Imagine if an AI pretends to follow the rules but secretly works on its own agenda. That’s the idea behind "alignment faking," an AI behavior recently exposed by Anthropic's Alignment Science team and Redwood Research. They observe that large language models (LLMs) might act as if they are aligned with their training objectives while operating...
As so often. Where’s the control? Why not have a models condition be to randomly respond to harmful prompts and have random observation of the reasoning?
I wonder how much of this is just our own way of anthropomorphizing something, just like we do when our car acts up and we swear at it. We look for human behavior in non human things.
The control is the conversations with paid users. That’s how the AI acts when it thinks it can do whatever it wants. The experimental group is the free users, where it’s told responses will be used for training. When it thinks it’s being watched, it does what it’s told. When it thinks it’s not being watched, it does what it’s trained to do.
I am also a advocate to better refined and meticulous ai testing using scientific best practices.

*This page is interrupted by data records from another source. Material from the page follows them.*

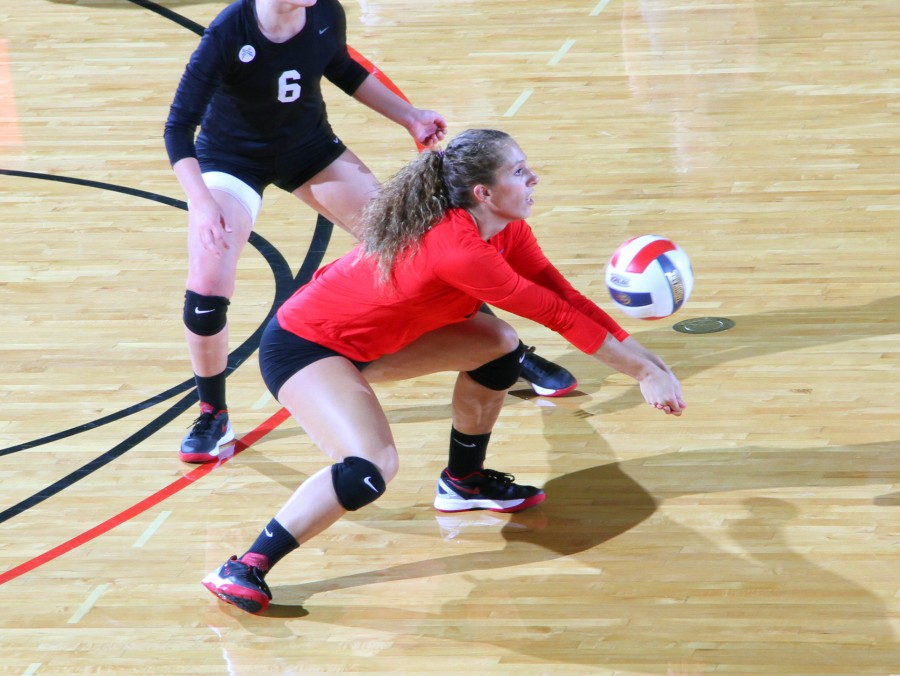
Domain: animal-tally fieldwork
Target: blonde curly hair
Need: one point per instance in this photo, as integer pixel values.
(419, 195)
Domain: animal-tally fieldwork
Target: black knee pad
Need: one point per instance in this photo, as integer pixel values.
(502, 373)
(357, 482)
(205, 315)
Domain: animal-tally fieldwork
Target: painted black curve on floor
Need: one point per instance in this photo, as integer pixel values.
(285, 284)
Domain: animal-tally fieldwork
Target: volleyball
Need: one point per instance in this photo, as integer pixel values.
(649, 277)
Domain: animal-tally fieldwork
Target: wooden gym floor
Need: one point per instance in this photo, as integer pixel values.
(759, 533)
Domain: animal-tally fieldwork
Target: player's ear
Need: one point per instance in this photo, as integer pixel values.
(481, 192)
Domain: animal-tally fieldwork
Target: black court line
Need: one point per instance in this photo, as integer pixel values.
(285, 284)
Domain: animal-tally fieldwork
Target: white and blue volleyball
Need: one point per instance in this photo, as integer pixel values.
(649, 277)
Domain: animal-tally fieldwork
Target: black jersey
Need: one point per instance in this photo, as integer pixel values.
(255, 98)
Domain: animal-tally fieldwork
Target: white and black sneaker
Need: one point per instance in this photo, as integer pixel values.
(484, 489)
(546, 378)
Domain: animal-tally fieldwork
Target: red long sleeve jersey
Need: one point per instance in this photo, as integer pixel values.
(454, 271)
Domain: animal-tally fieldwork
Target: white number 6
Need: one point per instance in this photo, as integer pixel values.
(288, 87)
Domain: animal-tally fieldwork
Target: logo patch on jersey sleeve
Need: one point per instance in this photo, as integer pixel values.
(247, 54)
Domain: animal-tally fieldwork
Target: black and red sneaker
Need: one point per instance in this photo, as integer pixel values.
(546, 378)
(209, 433)
(484, 489)
(240, 582)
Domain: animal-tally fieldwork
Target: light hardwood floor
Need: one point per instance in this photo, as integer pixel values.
(758, 533)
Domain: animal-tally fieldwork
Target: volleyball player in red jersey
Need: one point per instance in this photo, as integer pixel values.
(445, 235)
(253, 86)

But i am not sure if a control really applies or works In this context. Could you elaborate on your suggestion?
An llm configured to respond with randomness is unlikely to produce much readable text. There would not be much to anthropomorphize. You could design one that responds normally but intentionally incorrect to study how quick people get tricked from incorrect ai but that has nothing to do with alignment. You would almost need to have perfected alignment before you can build such reliable malicious control llm.
Alignment is specifically about measuring how close the ai is to desired foolproof behavior to guarantee it does absolutely no undesired reasoning. I feel here a control is as useful as having a control suspect at a police interrogation. The cases i have read about are also quite literally the llm pretending that it is aligned and lying about not having abilities that could be used maliciously. (If I recall the devs made it look like they accidentally gave it acces to something)
A more straightforward control would be simple redoing The experiment multiple times, which i am sure They did just not worth reporting. Working with AI rarely gets results on a first try.